The Big Data Deception

What was I supposed to do - call him for cheating better than me, in front of the others?

11 minute read

Tags: , ,

captain ahab

You can’t go to a conference, read a blog (ahem) or open a tech mag without someone talking about Big Data these days. Now I’m as excited the next person whenever new techniques, approaches, tools, frameworks, whatever come along, but equally, given our industry’s penchant for hype, it’s important to keep one eye out for denuded emperors keen to show off their new wardrobe or vendors with sales targets to hit.

About three seconds after it was announced that Barack Obama had won the US election Twitter was awash with tweets also congratulating Nate Silver of the New York Times. Nate had, along with only a handful of others, predicted the result with 100% accuracy. He hadn’t used a psychic octopus, a gifted cat, halloween masks or eyebrow thickness, he used Big Data.

I read all the posts and along with everyone else admired Nate Silver’s analytical skills. To collate and filter all that data, adjust for various biases and survey limitations, was no mean feat. Surely if you needed a business case for Big Data that was it. This is a guy who can predict who’s going to win an election and he’s 100% right for every state.

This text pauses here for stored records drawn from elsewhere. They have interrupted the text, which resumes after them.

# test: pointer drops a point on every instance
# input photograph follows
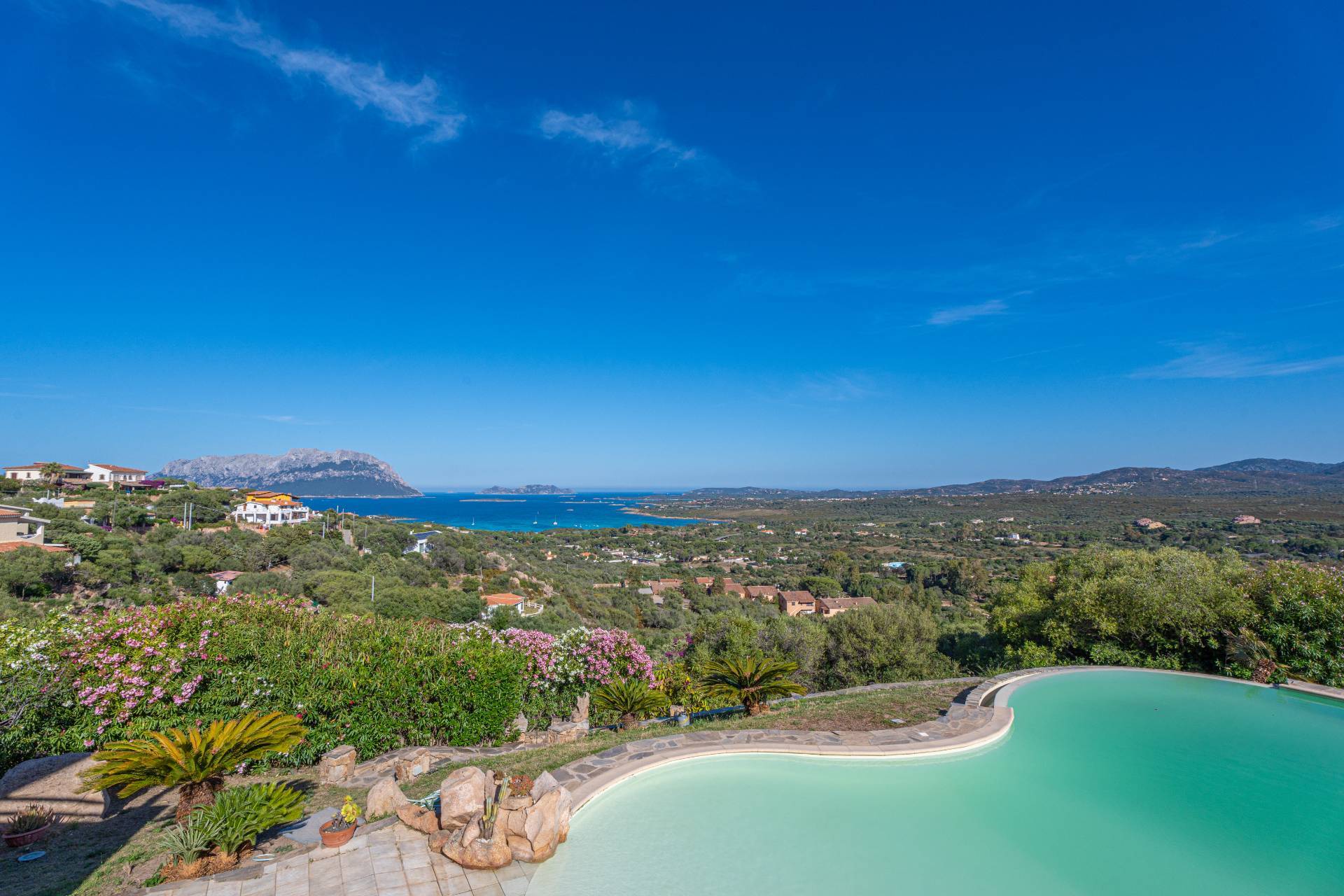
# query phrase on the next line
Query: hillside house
(112, 475)
(797, 603)
(34, 472)
(508, 599)
(270, 508)
(223, 580)
(19, 528)
(828, 608)
(421, 542)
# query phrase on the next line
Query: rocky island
(304, 472)
(526, 489)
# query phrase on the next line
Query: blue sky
(631, 245)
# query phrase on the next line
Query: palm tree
(750, 681)
(629, 699)
(191, 761)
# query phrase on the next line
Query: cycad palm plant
(750, 680)
(192, 761)
(628, 699)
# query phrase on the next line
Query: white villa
(113, 475)
(270, 508)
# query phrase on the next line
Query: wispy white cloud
(835, 387)
(632, 134)
(368, 85)
(1222, 363)
(962, 314)
(616, 134)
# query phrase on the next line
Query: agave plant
(239, 814)
(628, 699)
(752, 681)
(186, 843)
(192, 761)
(30, 818)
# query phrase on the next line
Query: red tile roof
(503, 599)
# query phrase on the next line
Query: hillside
(305, 472)
(1253, 476)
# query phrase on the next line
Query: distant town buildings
(797, 603)
(828, 608)
(270, 508)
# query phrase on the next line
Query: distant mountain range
(305, 472)
(1254, 476)
(526, 489)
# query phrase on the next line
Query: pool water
(1109, 782)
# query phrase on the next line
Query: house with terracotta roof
(828, 608)
(34, 472)
(796, 603)
(270, 508)
(510, 599)
(112, 475)
(19, 528)
(223, 580)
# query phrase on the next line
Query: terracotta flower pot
(26, 837)
(335, 837)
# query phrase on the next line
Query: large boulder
(337, 764)
(385, 798)
(542, 785)
(470, 850)
(422, 820)
(521, 848)
(461, 796)
(549, 822)
(52, 782)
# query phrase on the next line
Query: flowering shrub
(374, 682)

On the flip side, it also crossed my mind that I wouldn’t want to be him at the next election, because the media will whip up such high expectations that, even if he gets the overall result right, any variances from 100% at state level will feel like disappointment. Who knows? Maybe he’ll even pull it off a second time. It’s a tough challenge because electorates leading up to election days can be an inscrutable bunch. In 1992 at the UK general election, the Conservative party landed back in office with 8% more of the vote than polls had predicted (if the polls had been accurate they would have lost by 1%). The phenomenon is well known - as the “Shy Tory Factor” or the “Bradley Effect” - people telling pollsters that they’ll vote for the candidate they perceive to be the more socially acceptable, when in truth they intend to vote for someone else.

I see two sources of disappointment with with Big Data. The first is that it’s really hard to make sense of large data sets in meaningful ways. Nate Silver has clearly done his homework, but that doesn’t mean it’s something anyone can do on any data set. Having data on a grand scale seems to me to be only the beginning. It certainly isn’t any value in an of itself. Big Data? Big Fucking Deal. Smart Analysis skills are clearly the deciding factor and that’s not really anything new. What is new is the application of smart analysis skills, plenty of data to apply them to, and an improvement in the software to manage huge sets of data.

There probably are weird correlations to discover about people who like marmite, play lacrosse on Thursdays and drive a Honda. And I am sure knowing that individuals in this group are 20% more likely to buy electric hedge trimmers is a boon to marketing teams at Black and Decker. But there’s a lot of speculative data mining that happens before these gems are unearthed and I note that Data Scientists are commanding large salaries to indulge themselves in this mining.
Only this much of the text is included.